Willful Retention of National Defense Information in violation of 18 U.S.C. § (e)

 Conspiracy to Obstruct Justice in violation of 18 U.S.C. §1512(k)

Withholding a Document or Record in violation of 18 U.S.C. §§ 1512(b)(2)(A), 2

Corruptly Concealing a Document or Record in violation of 18 U.S.C. §§ 1512(c)(l), 2

Concealing a Document in a Federal Investigation in violation of 18 U.S.C. §§ 1519, 2

Scheme to Conceal in violation of 18 U.S.C. §§ lO0l(a)(l), 2

 False Statements and Representations in violation of 18 U.S.C. §§ 1001(a)(2), 2

 All the allegations are supported by documents, testimony, photographs, and recordings.

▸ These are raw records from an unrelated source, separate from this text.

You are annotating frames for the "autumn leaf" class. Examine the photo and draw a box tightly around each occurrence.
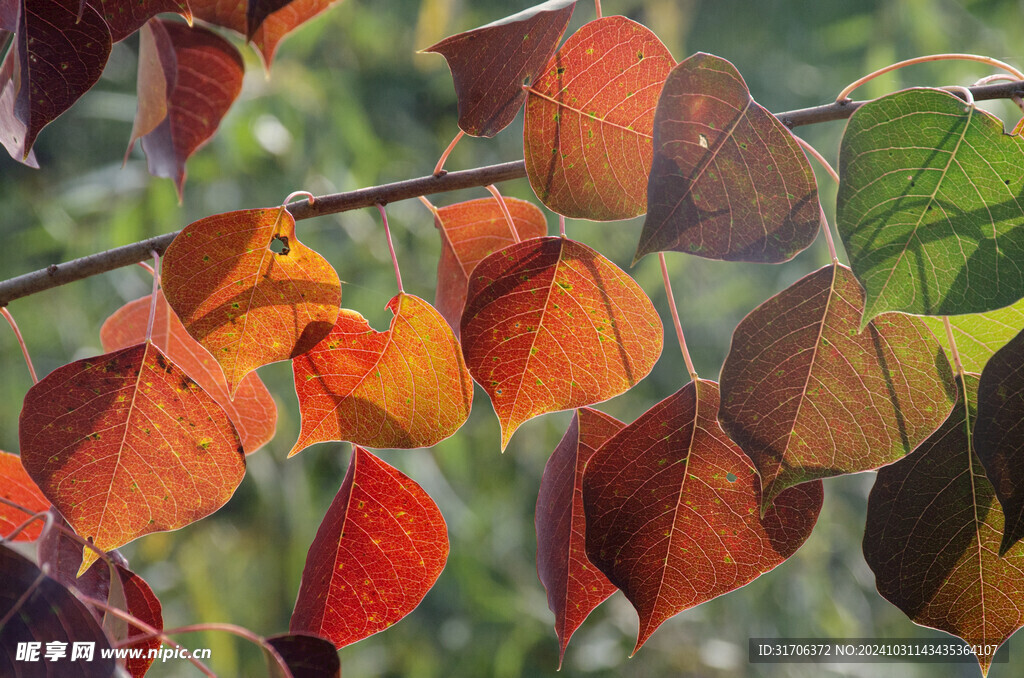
[535,408,626,669]
[523,16,676,221]
[718,264,955,509]
[863,375,1024,674]
[434,198,548,337]
[583,379,822,653]
[18,343,246,575]
[289,293,473,457]
[128,19,245,200]
[290,446,449,647]
[0,451,50,542]
[462,238,663,450]
[423,0,575,136]
[634,52,820,263]
[99,291,278,455]
[836,89,1024,325]
[162,207,341,396]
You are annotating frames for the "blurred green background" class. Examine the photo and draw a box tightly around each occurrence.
[0,0,1024,677]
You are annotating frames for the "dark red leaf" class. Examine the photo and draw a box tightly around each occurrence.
[583,379,822,652]
[535,408,626,668]
[634,53,820,263]
[291,446,449,647]
[423,0,575,136]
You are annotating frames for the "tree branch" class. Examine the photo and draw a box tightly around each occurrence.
[0,80,1024,306]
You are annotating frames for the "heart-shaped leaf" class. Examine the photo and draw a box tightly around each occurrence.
[583,379,822,652]
[0,451,50,542]
[162,207,341,396]
[863,375,1024,674]
[291,446,449,647]
[718,264,956,508]
[523,16,676,221]
[99,291,278,455]
[535,408,626,668]
[423,0,575,136]
[836,89,1024,325]
[18,343,246,574]
[634,53,820,263]
[462,238,663,450]
[434,198,548,337]
[289,293,473,457]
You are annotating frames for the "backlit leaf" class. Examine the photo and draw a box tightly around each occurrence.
[636,53,820,263]
[836,89,1024,325]
[0,452,50,542]
[462,238,663,450]
[434,198,548,337]
[718,264,956,507]
[162,207,341,395]
[583,379,822,652]
[423,0,575,136]
[863,375,1024,673]
[18,343,246,574]
[99,291,278,455]
[523,16,676,221]
[535,408,626,667]
[291,446,449,647]
[974,332,1024,554]
[129,19,245,198]
[289,293,473,456]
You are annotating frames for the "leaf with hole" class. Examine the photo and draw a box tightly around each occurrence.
[289,293,473,457]
[523,16,676,221]
[434,198,548,337]
[462,238,663,450]
[718,264,956,508]
[535,408,626,668]
[836,89,1024,325]
[99,291,278,455]
[290,446,449,647]
[423,0,575,136]
[583,379,822,652]
[634,52,820,263]
[18,343,246,574]
[161,207,341,397]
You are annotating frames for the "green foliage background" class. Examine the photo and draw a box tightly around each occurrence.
[0,0,1024,678]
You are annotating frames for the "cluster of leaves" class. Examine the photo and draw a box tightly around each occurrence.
[6,0,1024,675]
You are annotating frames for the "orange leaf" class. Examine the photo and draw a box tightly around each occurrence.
[462,238,663,450]
[163,207,341,396]
[289,294,473,457]
[99,291,278,455]
[18,343,246,575]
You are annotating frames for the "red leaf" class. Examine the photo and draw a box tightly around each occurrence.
[0,452,50,542]
[634,53,820,263]
[99,291,278,455]
[523,16,676,221]
[423,0,575,136]
[128,19,245,198]
[462,238,663,450]
[535,408,626,669]
[434,198,548,337]
[291,446,449,647]
[289,294,473,457]
[863,375,1024,674]
[718,264,955,507]
[162,207,341,395]
[583,379,822,652]
[18,343,246,574]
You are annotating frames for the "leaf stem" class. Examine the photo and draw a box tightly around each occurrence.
[836,53,1024,101]
[0,306,39,384]
[377,203,406,294]
[657,252,697,381]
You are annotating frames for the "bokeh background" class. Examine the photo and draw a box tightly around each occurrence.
[0,0,1024,678]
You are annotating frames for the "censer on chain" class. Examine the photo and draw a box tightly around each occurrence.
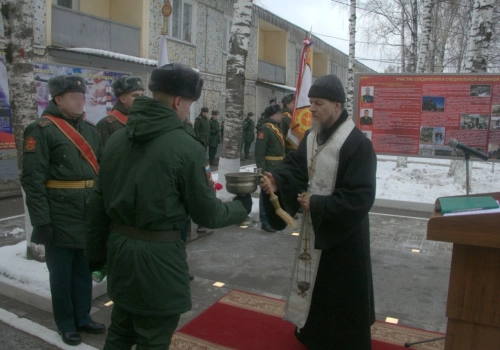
[297,192,312,298]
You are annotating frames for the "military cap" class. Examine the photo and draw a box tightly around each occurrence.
[112,77,144,97]
[307,74,345,103]
[264,105,281,118]
[148,63,203,101]
[48,75,87,97]
[281,93,295,106]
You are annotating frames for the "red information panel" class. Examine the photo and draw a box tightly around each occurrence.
[355,74,500,159]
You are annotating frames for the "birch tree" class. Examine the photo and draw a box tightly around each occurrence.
[1,0,45,260]
[464,0,495,73]
[346,0,356,115]
[417,0,434,73]
[218,0,253,198]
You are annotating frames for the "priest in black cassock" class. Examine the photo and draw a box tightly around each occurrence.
[261,75,377,350]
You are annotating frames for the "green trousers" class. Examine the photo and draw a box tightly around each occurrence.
[104,304,181,350]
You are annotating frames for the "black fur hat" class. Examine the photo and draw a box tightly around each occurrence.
[112,77,144,97]
[281,92,295,106]
[148,63,203,101]
[48,75,87,97]
[264,105,281,118]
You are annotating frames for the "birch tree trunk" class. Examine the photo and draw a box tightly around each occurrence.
[448,0,495,188]
[218,0,253,200]
[464,0,495,73]
[346,0,356,116]
[417,0,434,73]
[1,0,45,260]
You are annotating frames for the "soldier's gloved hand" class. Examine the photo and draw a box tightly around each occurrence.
[89,260,106,273]
[233,194,253,215]
[31,224,54,245]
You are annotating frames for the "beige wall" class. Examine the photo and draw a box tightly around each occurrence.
[259,30,287,67]
[313,52,328,77]
[80,0,111,19]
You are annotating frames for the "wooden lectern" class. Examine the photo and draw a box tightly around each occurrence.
[427,192,500,350]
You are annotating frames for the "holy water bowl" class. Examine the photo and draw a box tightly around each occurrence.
[226,172,259,195]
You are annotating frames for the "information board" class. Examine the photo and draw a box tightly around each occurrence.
[354,74,500,159]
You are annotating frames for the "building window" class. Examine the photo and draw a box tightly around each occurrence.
[295,48,302,72]
[170,0,193,43]
[222,18,233,52]
[56,0,79,10]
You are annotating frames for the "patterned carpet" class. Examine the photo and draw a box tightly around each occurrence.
[170,290,444,350]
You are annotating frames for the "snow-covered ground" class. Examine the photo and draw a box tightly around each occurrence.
[0,156,500,312]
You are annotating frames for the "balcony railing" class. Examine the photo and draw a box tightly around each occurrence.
[51,5,141,56]
[258,60,286,84]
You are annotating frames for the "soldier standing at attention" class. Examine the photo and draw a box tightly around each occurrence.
[281,93,296,154]
[21,75,106,345]
[255,105,285,232]
[85,63,252,350]
[208,111,220,166]
[242,112,255,159]
[97,77,144,147]
[194,107,210,157]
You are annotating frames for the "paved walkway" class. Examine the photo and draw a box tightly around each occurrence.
[0,199,451,348]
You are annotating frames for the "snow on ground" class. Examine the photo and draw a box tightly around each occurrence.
[0,156,500,297]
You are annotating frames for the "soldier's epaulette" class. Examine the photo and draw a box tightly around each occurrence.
[106,115,118,124]
[84,119,95,126]
[38,117,54,128]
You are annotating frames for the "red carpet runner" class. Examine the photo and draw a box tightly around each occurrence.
[170,290,444,350]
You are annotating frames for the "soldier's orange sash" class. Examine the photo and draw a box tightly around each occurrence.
[43,115,99,175]
[108,109,128,125]
[264,123,285,150]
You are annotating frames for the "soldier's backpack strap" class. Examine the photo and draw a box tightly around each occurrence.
[264,123,285,149]
[44,115,99,175]
[108,109,128,125]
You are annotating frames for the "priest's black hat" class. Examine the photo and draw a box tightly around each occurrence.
[112,77,144,97]
[148,63,203,101]
[307,74,345,103]
[264,105,281,118]
[47,75,87,97]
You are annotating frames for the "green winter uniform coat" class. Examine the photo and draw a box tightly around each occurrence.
[85,96,247,316]
[194,115,210,147]
[21,100,101,249]
[96,100,128,147]
[255,118,285,172]
[208,119,220,147]
[243,118,255,143]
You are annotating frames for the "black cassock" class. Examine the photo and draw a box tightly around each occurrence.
[264,110,377,350]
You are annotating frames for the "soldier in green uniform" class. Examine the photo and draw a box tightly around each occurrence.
[85,63,252,350]
[21,75,105,345]
[255,105,285,232]
[281,93,296,154]
[243,112,255,159]
[97,77,144,147]
[182,117,196,136]
[208,111,221,166]
[194,107,210,156]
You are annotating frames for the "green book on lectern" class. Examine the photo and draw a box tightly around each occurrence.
[439,196,499,214]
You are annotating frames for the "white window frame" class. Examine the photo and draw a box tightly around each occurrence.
[222,16,233,53]
[54,0,80,11]
[168,0,196,45]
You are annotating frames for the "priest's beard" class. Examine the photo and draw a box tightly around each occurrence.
[311,119,325,134]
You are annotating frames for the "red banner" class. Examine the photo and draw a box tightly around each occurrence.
[355,74,500,159]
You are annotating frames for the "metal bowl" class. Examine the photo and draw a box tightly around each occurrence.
[226,172,259,195]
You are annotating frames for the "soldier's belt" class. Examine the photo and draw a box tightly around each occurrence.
[45,180,94,189]
[113,223,181,243]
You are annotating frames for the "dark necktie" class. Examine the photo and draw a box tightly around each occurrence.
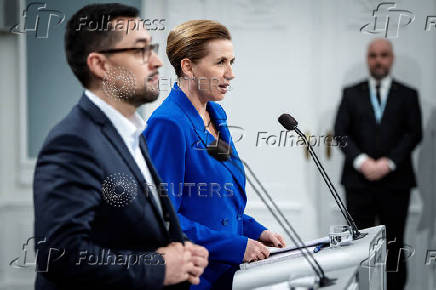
[375,84,381,105]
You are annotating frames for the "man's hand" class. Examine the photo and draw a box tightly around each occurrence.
[185,242,209,284]
[360,157,391,181]
[244,239,269,262]
[156,243,209,286]
[259,230,286,248]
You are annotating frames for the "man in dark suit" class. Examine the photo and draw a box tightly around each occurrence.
[34,4,208,290]
[335,39,422,290]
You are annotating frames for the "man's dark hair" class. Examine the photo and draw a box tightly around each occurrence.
[65,3,139,88]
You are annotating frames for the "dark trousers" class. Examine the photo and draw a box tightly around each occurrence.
[345,187,410,290]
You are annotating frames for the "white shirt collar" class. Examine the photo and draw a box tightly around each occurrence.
[85,89,146,150]
[369,75,392,91]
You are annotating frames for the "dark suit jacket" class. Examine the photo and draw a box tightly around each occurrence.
[34,95,189,290]
[335,80,422,189]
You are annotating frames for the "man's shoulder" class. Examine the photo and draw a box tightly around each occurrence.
[147,98,189,125]
[391,79,417,95]
[43,105,96,149]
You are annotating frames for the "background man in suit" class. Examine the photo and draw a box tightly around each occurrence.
[34,4,208,290]
[335,39,422,290]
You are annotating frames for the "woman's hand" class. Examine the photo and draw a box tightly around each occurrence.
[244,239,269,263]
[259,230,286,248]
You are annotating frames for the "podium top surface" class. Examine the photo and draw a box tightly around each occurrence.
[233,225,385,289]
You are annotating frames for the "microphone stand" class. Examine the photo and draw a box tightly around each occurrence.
[206,139,336,287]
[293,121,367,240]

TRUMP’S “DEFENSES” [Or “What, Are You, Nuts?]

[Warning: Do not eat or drink while reading this next part]

The willful ignorance of Republican politicians brings to mind Sam Cooke’s anthem song with the perverse (in current circumstances) title of Wonderful World:

Don’t know much about history
Don’t know much biology
Don’t know much about a science book

Don’t know much about the French I took
But I do know that I love you
And I know that if you love me, too
What a wonderful world this would be ….

One person who loves Trump is the Republican Speaker of the House, Kevin McCarthy, who just hours after the unsealing of Trump’s 37-count felony indictment threatened the U.S. Attorney General, stating that House Republicans “are not going to stand for” the criminal prosecution of the ex-president. McCarthy, in keeping with the observations above, claims Trump is being treated differently than others, even though no one in modern times has committed the treasonous acts for which the evidence against Trump is overwhelming. No one.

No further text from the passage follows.